Bennet then slammed Mr. Trump for insisting on building a border wall, and refusing to sign any government funding bill which does not include money for the wall. He excoriated Mr. Trump and his border wall campaign promise at length.
"How ludicrous it is that this government is shut down over a promise the president of the United States couldn't keep!" Bennet said. "This idea that he was going to build a medieval wall across the southern border of Texas, take it from the farmers and ranchers that were there, and have the Mexicans pay for it isn't true. That's why we're here."
He noted that while the Chinese were landing spacecraft on the dark side of the moon, the United States was shut down and arguing over a wall. He also hit Cruz for not voting for the bipartisan Senate immigration bill in 2013 which failed in the House, saying that unlike the proposed $5.7 billion for the "rinky-dink wall," that bill had included $46 billion for border security.

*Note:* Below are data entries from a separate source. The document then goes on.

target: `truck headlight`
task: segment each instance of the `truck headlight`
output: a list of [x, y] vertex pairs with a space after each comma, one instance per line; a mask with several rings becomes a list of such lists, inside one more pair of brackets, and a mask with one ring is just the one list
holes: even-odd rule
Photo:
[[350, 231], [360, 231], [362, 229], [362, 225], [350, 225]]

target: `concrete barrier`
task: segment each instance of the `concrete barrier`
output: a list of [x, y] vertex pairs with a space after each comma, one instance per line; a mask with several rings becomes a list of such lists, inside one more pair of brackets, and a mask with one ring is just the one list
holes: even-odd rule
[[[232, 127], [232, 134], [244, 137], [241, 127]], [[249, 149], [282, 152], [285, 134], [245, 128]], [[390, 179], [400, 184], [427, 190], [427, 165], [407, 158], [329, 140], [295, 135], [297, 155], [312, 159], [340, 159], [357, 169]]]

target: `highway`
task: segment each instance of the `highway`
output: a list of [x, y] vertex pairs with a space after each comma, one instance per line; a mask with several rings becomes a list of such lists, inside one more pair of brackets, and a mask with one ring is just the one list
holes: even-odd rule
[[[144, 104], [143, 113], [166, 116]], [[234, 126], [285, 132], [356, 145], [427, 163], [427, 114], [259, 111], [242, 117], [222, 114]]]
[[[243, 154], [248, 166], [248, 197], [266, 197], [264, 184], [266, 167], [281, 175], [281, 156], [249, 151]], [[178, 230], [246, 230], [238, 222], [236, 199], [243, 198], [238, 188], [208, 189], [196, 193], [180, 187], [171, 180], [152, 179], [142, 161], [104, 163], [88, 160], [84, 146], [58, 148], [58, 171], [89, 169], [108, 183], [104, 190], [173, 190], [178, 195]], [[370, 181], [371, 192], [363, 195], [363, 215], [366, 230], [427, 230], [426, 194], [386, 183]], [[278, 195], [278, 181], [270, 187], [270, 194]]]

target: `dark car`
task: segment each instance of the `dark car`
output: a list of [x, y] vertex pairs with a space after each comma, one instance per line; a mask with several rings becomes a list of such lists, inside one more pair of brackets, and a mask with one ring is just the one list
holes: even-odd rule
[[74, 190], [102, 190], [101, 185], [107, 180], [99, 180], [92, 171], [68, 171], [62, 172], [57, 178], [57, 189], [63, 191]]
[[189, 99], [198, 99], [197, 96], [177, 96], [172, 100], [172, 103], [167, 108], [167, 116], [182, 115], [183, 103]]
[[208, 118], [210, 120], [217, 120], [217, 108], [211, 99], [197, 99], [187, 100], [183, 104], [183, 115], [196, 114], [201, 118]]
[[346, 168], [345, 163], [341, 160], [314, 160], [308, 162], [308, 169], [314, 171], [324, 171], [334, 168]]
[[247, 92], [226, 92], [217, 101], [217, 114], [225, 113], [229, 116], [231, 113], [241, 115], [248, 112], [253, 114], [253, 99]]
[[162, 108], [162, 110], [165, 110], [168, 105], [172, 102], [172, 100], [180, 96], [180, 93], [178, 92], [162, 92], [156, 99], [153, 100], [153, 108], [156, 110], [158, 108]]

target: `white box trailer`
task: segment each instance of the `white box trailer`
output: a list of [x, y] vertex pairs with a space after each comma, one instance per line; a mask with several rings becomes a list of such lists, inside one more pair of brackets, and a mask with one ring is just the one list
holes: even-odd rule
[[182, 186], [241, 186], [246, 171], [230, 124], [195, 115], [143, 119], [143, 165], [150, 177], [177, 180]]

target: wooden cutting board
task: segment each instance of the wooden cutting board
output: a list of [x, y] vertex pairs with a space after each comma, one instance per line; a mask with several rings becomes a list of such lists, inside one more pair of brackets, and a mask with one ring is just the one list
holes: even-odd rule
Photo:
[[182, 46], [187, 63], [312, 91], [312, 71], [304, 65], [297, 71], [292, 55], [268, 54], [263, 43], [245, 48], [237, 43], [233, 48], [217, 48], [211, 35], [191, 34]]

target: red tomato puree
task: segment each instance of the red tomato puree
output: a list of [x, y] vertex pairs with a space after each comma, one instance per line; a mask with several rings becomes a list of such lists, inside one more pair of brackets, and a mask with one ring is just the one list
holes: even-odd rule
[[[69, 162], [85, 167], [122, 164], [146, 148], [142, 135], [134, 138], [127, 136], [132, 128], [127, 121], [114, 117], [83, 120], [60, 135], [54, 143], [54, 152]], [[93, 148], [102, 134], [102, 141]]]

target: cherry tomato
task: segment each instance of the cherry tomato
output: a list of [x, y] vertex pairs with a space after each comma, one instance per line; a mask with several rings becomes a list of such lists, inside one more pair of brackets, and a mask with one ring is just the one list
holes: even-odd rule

"I'm not going to stand here and take it from somebody who's shut the government down while my state was flooded, or from a president who's saying he wants $5 billion to build some antiquated medieval wall that he said Mexico would pay for -- when I helped write and voted for a bill that actually would have secured the border," he said.
"This is a joke!" he finished. "This government should be open!"
Bennet told "Meet the Press" later on Thursday afternoon that he was considering running for president in 2020.
"I'm thinking about it," he said. "I think the country is moving in a terrible direction."